‘But you can’t get to it without coming through mine,’ he countered, not at all bothered by the fact. In fact he’d made sure to move the hire car that had been delivered that morning over so she could easily get in and out.
Alice narrowed her eyes as she banged the first nail in to place and let the wood swing down while she dug another nail from her pocket. Christ. She couldn’t keep nails in the pockets of her jeans. She was giving him a heart attack.
‘If you wanted to be really bloody minded I could get to the Airstream from the farm behind the manor,’ she said. ‘I’d have to swim across the stream, but I could do it.’
‘Or you could just build yourself a bridge,’ he suggested. ‘You seem to have the determination, even if your skills could use work and your tools look like they belong in a museum.’
Her eyes opened a fraction wider. ‘Probably. They were here when we moved in. Brad wasn’t exactly what you’d call a DIY fan so we never bought new stuff.’
Robinson filed away that nugget of information about Alice’s husband along with the thing she’d said a while back about him owning a drum kit but never bothering to play it. He wasn’t finding much to admire about the man, besides his estranged wife.
‘And err, hello? My skills could use work?’ she said, seeming to suddenly hear what he’d said and fixing him with an appraising look. ‘And you’re qualified to judge me because …?’
‘I know enough to know you should be wearing eye defenders when you’re using the saw, even if it’s blunt, and the way you’re storing nails in your pockets is highly likely to result in your femoral artery being pierced.’

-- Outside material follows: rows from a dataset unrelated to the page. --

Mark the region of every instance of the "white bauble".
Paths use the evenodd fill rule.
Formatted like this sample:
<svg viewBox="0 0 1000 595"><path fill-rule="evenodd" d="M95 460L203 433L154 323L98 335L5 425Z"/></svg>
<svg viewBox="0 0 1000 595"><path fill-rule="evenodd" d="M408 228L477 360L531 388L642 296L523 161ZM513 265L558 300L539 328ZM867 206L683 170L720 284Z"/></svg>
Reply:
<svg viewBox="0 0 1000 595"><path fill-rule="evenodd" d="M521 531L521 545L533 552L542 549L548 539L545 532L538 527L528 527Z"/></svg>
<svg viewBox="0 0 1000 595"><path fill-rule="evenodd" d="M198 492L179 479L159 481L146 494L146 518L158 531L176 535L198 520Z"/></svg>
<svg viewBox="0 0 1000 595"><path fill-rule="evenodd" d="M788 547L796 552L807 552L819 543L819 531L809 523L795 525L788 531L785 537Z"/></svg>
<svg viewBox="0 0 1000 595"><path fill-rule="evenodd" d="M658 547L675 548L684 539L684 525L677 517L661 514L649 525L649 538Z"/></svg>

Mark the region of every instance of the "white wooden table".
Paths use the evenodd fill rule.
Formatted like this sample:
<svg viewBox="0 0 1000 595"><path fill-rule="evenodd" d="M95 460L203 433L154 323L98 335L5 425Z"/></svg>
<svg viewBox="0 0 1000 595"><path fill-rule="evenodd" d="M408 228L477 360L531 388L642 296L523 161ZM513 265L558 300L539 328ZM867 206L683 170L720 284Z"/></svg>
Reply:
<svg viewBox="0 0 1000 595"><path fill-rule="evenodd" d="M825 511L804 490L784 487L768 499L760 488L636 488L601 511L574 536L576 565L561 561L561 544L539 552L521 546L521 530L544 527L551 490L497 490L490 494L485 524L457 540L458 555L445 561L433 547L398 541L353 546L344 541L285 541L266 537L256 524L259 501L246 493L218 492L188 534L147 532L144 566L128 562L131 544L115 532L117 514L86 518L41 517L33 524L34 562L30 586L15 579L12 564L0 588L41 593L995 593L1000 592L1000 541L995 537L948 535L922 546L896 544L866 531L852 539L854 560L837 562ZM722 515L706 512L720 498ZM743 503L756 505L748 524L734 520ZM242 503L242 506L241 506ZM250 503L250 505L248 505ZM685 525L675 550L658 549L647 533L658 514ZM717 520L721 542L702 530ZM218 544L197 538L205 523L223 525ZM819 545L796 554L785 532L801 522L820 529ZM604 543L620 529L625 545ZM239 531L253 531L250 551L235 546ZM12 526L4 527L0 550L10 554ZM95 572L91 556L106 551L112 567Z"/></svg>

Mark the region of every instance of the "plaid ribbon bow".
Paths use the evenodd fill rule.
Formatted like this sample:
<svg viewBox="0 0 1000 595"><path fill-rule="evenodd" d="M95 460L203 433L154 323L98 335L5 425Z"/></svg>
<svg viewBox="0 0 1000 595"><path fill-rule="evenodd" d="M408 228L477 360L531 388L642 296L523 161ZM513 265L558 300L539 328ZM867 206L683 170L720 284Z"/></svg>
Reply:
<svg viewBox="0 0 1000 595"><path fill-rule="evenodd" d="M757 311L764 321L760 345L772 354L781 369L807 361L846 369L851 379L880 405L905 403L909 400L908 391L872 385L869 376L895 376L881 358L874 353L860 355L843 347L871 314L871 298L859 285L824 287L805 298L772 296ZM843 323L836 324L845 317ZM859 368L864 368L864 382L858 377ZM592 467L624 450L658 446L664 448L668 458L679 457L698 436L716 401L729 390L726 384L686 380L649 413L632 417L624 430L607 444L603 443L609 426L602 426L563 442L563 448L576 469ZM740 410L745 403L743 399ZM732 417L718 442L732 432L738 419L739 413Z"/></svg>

She looked unsure for a second, as if she recognised that he was right but didn’t want to give him the satisfaction of seeing her pull those nails from her pocket.
Straightening her shoulders back a little, she said, ‘I should get on.’
‘Because you’re going to use the tree house for …’ he waited for her to supply the rest.
‘Yes,’ she said, without elaboration. ‘I am.’
If she was trying to be secretive to wind him up, it was working. He remembered the sophisticated camera he’d handed over to her last week and a horrible suspicion surfaced in his mind.
‘You’re not building a hide for the press to spy on me, are you?’
He knew he’d said the wrong thing instantly. Her face told him so, but she didn’t go off the deep end. She looked at him in silence for a few long moments and her eyes told him that he’d hit a nerve before she segued into cool, professional landlady mode.
‘Your privacy, or indeed your fame, is not my concern, Mr Duff, but you can rest assured that I have no affection for the press and I won’t permit them on my land.’
Mr Duff, huh? So they were back there again. She’d perplexed him with her secrecy and he’d offended her with his accusation in return, and no doubt he’d also left her with the idea that he was a cock with an over-inflated ego.
‘I’ll leave you to your work, Mrs McBride,’ he said, like for like, inclining his head in goodbye as he descended the ladder. At the bottom of the tree he paused, considered an apology, and then thought better of it and shoved his hands deep in his pockets as he made his way back to the manor without glancing back.
Alice stood on the deck of the tree house and watched him saunter away across the grass, her heart still banging too fast in her chest. She’d had her fill of the paps and reporters during her break-up, and her father had had scant regard for the invasive methods they used. Over her dead body would she have them back here again. In some ways Robinson Duff was nothing like Brad, but in other unsettling ways he was obviously cut from the same fame-hungry cloth. If she didn’t need the six months rent he’d paid in advance so badly she’d ask him to pack his precious celebrity bags and leave her in peace.